Commission Remarks — Downtown URD — June 2026 Page 2
If not dissolution, then Ordinance 1409 is clear: the inflation-adjusted overages above the cap belong
in the General Fund. As previously noted, under MCA §7-15-4221(2), only an ordinance can change
that. An interlocal agreement cannot.
Therefore before $8 million is committed to a parking arrangement described in a single sentence
with no named partner and no project detail — MCA §7-15-4288 requires TIF expenditures to be for
specifically enumerated eligible costs. MCA §7-15-4202(3), amended by the Legislature just last year
in 2025, states that TIF laws must be used to encourage the development or redevelopment of
blighted areas. Downtown Bozeman can no longer be considered blighted. Ordinance 1409 itself
requires that specific actions be proposed in detail for community review.
▶ Closing observation
Bozeman now operates six TIF districts — five urban renewal districts and one technology district. In
each, growth in property values above the frozen base year is captured by the TIF fund rather than
any monies flowing to the General Fund. None of that appreciated property value contributes to
police, to fire, or to the services ALL residents depend on. Unfairly that burden falls to those outside
the TIF boundaries. Residents deserve to understand that arrangement clearly before any new mill
levy request is placed before them.
Thank you.
Delivery Notes
Sources — Section 1: Ordinance 1409 Finance section; uploaded DURD_General_Fund_Obligation_Revised.docx (14-
year ACFR table, FY2012–FY2025, fund balance chain verified).

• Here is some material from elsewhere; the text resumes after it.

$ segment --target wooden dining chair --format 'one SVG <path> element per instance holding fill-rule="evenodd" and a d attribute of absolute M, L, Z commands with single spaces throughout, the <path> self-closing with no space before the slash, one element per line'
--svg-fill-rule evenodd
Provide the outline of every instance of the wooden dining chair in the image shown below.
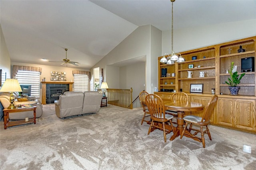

Sources — Section 2: 2011 Interlocal Agreement, Section 2 (City pledge-back); Laserfiche ID 44679; May 2, 2011
Commission meeting (consent agenda).
Sources — Section 3: MCA §7-15-4221(2) — confirmed in project files.
Sources — Section 4: MCA §7-15-4292 (termination); MCA §7-15-4288 (eligible costs); MCA §7-15-4202(3) (blight
mandate, amended Ch. 55, L. 2025); FY2027 Work Plan — parking: one sentence, no partner named; Ordinance 1409 —
'specific actions in detail for community review.'
Sources — Section 5: FY2025 ACFR — TIF bonds outstanding: Downtown $2,112,000; Northeast $1,095,557; Midtown
$5,575,000. Six districts confirmed: Montana DOR 2024 Master TIF List.

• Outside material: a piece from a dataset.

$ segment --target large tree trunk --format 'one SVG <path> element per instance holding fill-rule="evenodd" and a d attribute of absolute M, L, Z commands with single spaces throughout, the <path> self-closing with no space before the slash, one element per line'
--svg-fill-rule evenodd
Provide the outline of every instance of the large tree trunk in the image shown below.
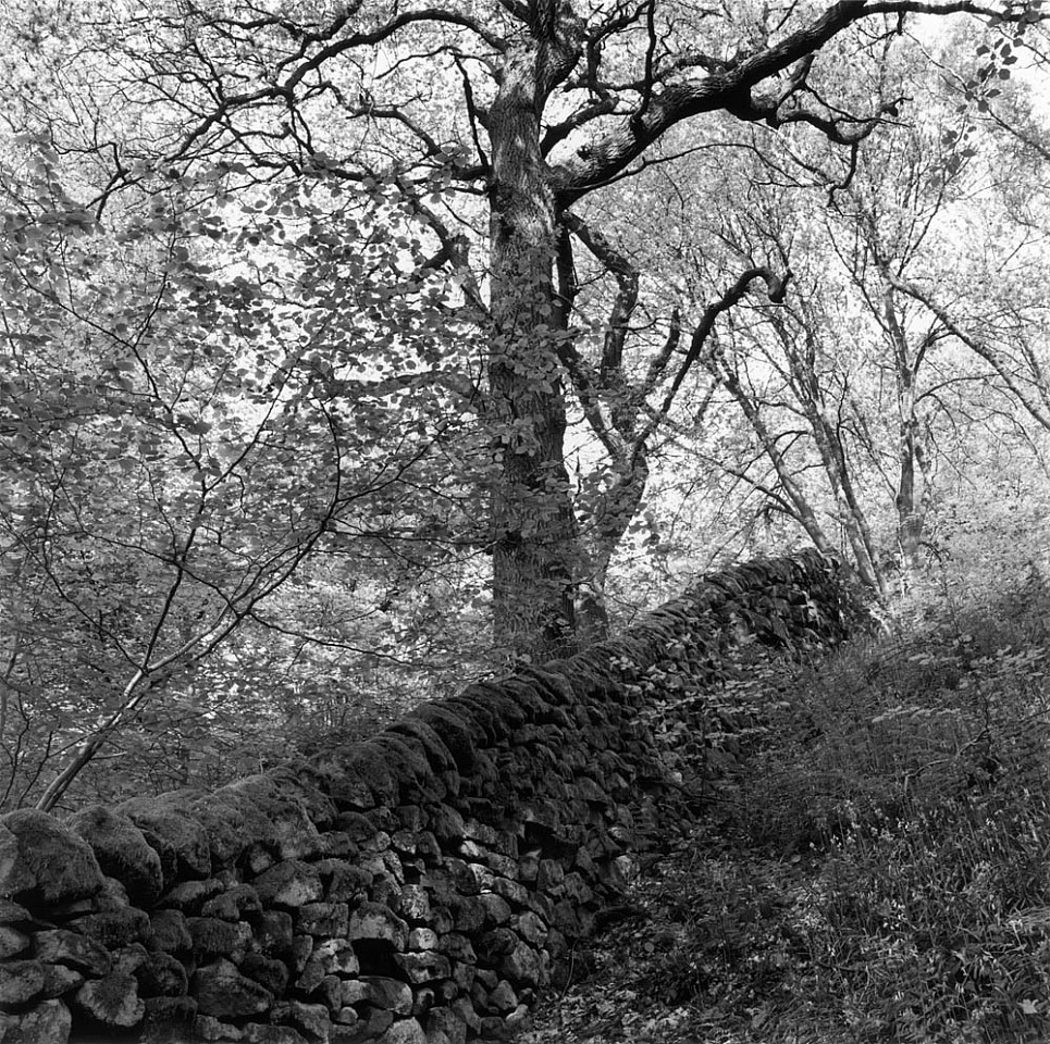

Precision note: Six districts capture TIF increment (growth above frozen base). The frozen base value does continue to
generate general fund revenue for all taxing bodies — only the incremental growth is diverted. This distinction is not
raised at the podium but should be understood by the speaker.
Follow-up letter: Full text: MCA §7-15-4221(2); §7-15-4292; §7-15-4288; §7-15-4202(3). Ordinance 1409 Finance
section. 14-year ACFR table. Series 2020 bond terms.